People looking and/or expecting a plethora of extra features from the Criterion Collection on their newest Blu-ray release of Arthur Hiller’s The In-Laws might be fairly disappointed; not only in terms of quantity but maybe even in terms of quality. Outside of the audio commentary and the accompanying booklet, the supplements are a bit sparse although many may be content with the simple fact that there exists a Blu-ray edition of The In-Laws.
Contentment can be had, taking solace in the film’s pristine 2k resolution restoration, all colors crisp and vibrant – which could be considered quite enough for some. Add to it the aforementioned commentary, an essay from comedy writer Stephen Winer and an excerpt from Arthur Hiller’s unpublished memoir (appearing for the first time in print) and you have yourself a solid offering.
The first interview happens to be with Alan Arkin (conducted this year), who by his account is essentially responsible for bringing the project to fruition (except for the script). After a brief history of his comedic background working in the improv group, Second City, and his earlier roles he goes on to discuss how he was able to break Falk out of his grousing and complaining; how he made Falk laugh for the first time in a film.
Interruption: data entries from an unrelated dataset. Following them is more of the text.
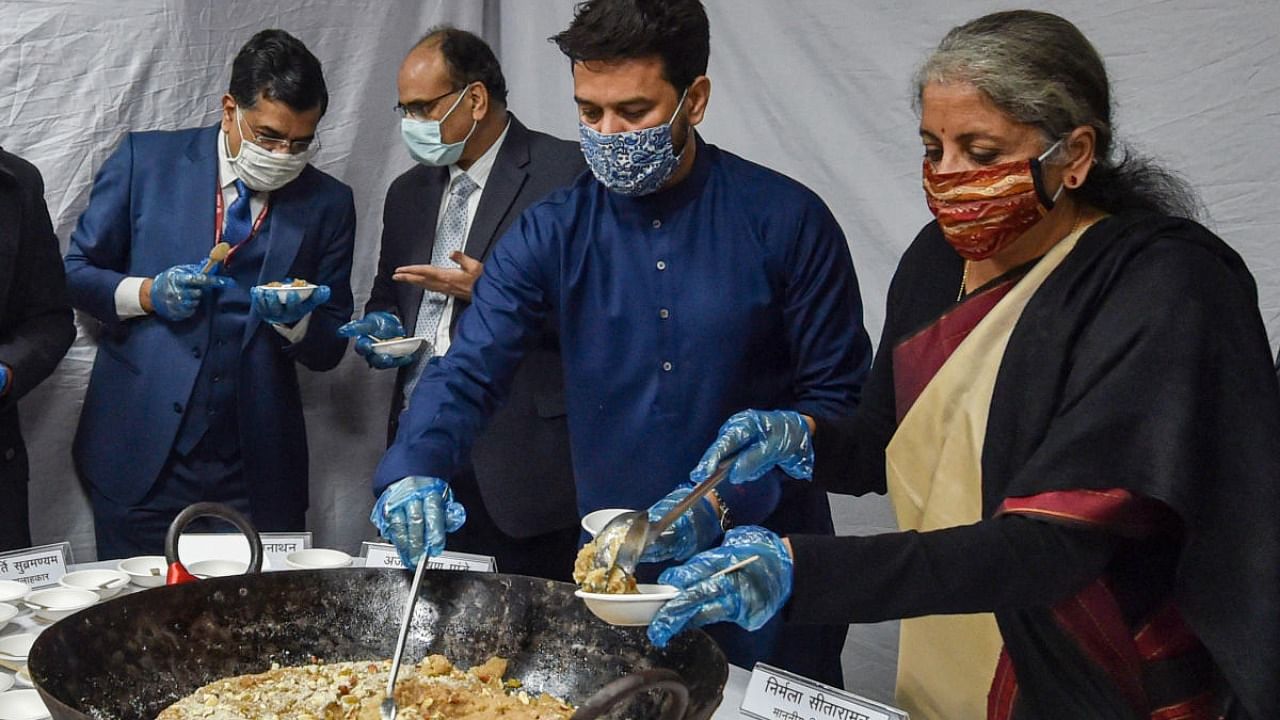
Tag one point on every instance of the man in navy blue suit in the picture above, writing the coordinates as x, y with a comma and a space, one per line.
519, 482
195, 391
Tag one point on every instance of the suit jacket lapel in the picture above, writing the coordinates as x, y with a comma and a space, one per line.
506, 178
195, 222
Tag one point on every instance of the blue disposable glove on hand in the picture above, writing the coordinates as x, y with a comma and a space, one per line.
176, 292
374, 327
696, 529
415, 514
287, 308
763, 440
749, 596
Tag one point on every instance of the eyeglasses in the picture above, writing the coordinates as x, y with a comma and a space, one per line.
421, 109
279, 144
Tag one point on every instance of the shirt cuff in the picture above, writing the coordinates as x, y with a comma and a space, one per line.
296, 332
127, 302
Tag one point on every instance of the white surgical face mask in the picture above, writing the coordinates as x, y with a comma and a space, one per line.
264, 171
426, 144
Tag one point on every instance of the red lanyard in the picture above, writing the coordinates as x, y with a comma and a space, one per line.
218, 224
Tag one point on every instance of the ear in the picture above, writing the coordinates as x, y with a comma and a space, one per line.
695, 101
228, 121
479, 95
1080, 146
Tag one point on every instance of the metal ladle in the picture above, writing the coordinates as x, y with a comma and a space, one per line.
638, 532
388, 709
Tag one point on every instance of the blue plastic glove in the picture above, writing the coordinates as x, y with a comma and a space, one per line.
696, 529
415, 513
763, 440
374, 327
176, 292
749, 596
288, 310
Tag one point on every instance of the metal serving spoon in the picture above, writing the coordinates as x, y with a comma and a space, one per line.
388, 709
638, 532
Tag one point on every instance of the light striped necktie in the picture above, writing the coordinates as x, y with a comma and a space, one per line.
448, 240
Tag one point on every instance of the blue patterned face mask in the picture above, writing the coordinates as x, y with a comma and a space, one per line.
631, 163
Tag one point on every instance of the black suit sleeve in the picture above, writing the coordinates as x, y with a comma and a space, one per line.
1002, 563
39, 324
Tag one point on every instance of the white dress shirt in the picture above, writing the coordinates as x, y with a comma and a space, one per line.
127, 301
479, 173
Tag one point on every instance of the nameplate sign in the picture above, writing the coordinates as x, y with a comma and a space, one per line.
37, 566
777, 695
275, 546
195, 547
384, 555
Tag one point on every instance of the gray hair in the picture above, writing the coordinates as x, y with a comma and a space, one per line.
1036, 67
1040, 69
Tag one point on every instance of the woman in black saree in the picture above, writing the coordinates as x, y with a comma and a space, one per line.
1073, 409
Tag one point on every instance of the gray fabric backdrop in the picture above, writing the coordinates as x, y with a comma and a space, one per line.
816, 89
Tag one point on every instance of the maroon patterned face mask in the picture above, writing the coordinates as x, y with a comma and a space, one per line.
981, 212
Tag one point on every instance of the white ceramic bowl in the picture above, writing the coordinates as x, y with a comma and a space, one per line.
316, 559
594, 522
17, 646
398, 347
22, 705
13, 591
216, 568
7, 613
55, 604
104, 582
145, 570
283, 291
631, 609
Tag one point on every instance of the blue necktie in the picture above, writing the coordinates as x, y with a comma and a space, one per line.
240, 219
448, 240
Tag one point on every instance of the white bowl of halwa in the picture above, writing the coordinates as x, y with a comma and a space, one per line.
629, 609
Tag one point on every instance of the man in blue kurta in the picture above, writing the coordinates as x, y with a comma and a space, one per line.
195, 390
685, 282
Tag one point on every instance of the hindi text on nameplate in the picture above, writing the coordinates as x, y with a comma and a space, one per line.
384, 555
275, 546
37, 566
777, 695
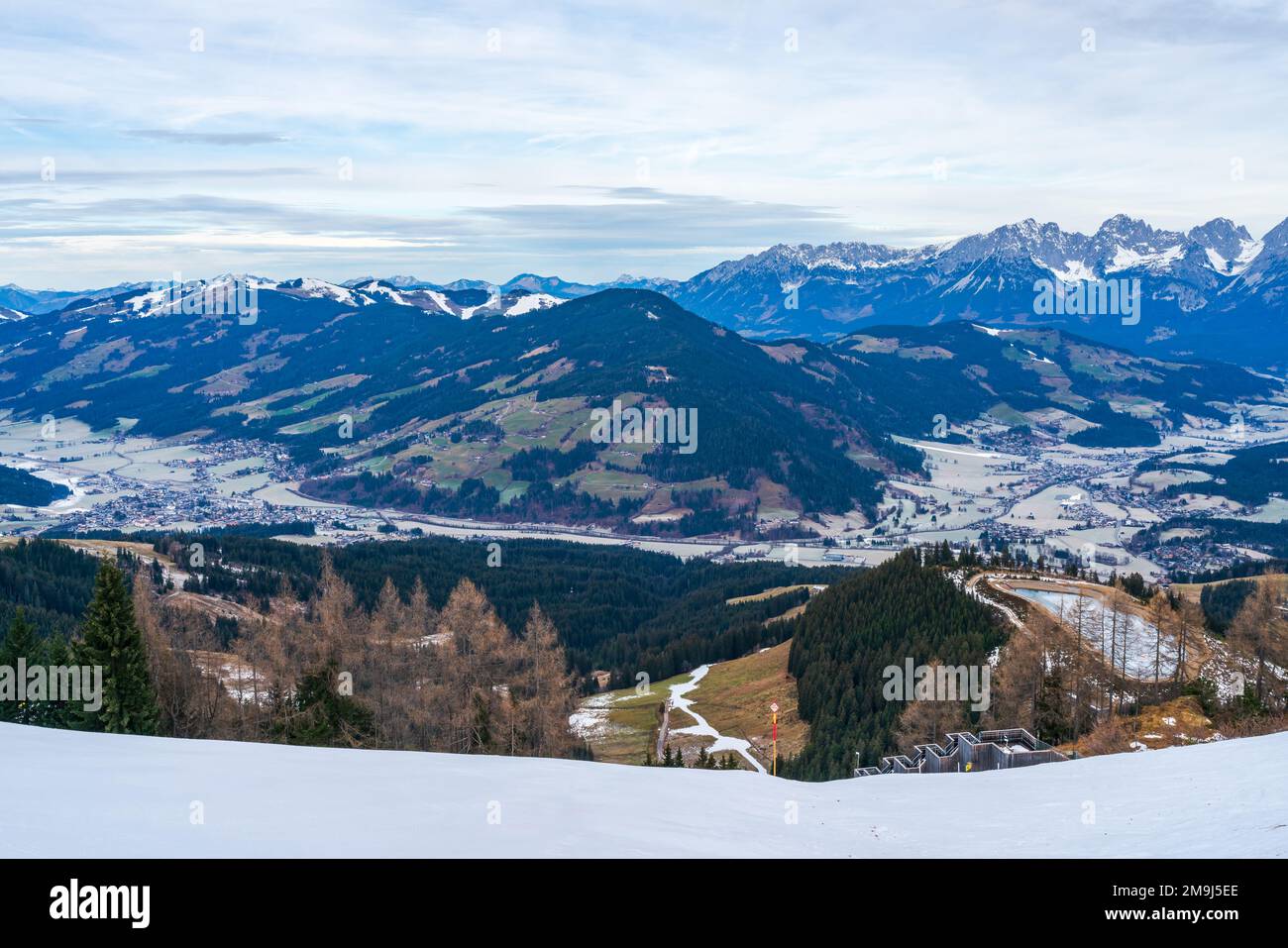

Basically, it’s a shuffled deck half hours’ worth of compliments and humblebrags.
The second consists of the supporting actors. Ed Begley Jr., Nancy Dussault, James Hong and David Paymer all get their chance to regale us with their stories of working on the film and with Falk and Arkin. All four have nothing but fond memories about the experience, Dussault and Paymer in particular given that The In-Laws was their first film role (in Dussault’s case, her only film role). They provide some insight into the production and the importance of character actors but the 34 minute talking-head special does little in generating any excitement or interest, unfortunately. However, out of all of the Falk impression to be found on the Blu-ray Ed Begley Jr.’s has to be the best.
Both interviews shed some light on the film and what it was like for everyone involved but much of the conversation can be boiled down into a veritable love-fest, a game of compliment hot potato wherein Arkin’s hands are impervious to heat. It’s a fine film, a classic comedic offering from the ‘70s even, but those involved with the production might be embellishing just a smidge when it comes to the amazingness surrounding all of it, not Vince’s giant-tsetse-flies-carrying-children-off-to-certain-death embellishment but still. These interviews really seem tailored for those involved.
The audio commentary is obviously the most robust of the somewhat scant supplements with director Arthur Hiller, writer Andrew Bergman, and the film’s co-leads – Peter Falk and Arkin – discussing the film: its origins, certain scenes as well as some behind-the-scenes insights. They discuss everything while sharing stories about the shoot, tackling the big scenes – The Tsetse Fly story, Serpentine! and Libertini’s hand puppet – along with asides about the supporting cast.
All of it good stuff, but the standout in the four-man commentary talk would have to be Peter Falk. While everyone else is chatting about this scene and that line and this location, Falk can be heard at times cackling with laughter like he’s watching the film for the first time. There’s such excitement in his bombastic, gravelly voice and a genuine sense of wonder that adds an extra touch of cheerfulness to the already delightful madcap comedy when experiencing it with the audio commentary.
Perhaps they weren’t embellishing.
Even if you were to find the supplements lacking you still get a crisp transfer of a great comedy and a recording of Peter Falk laughing at said great comedy.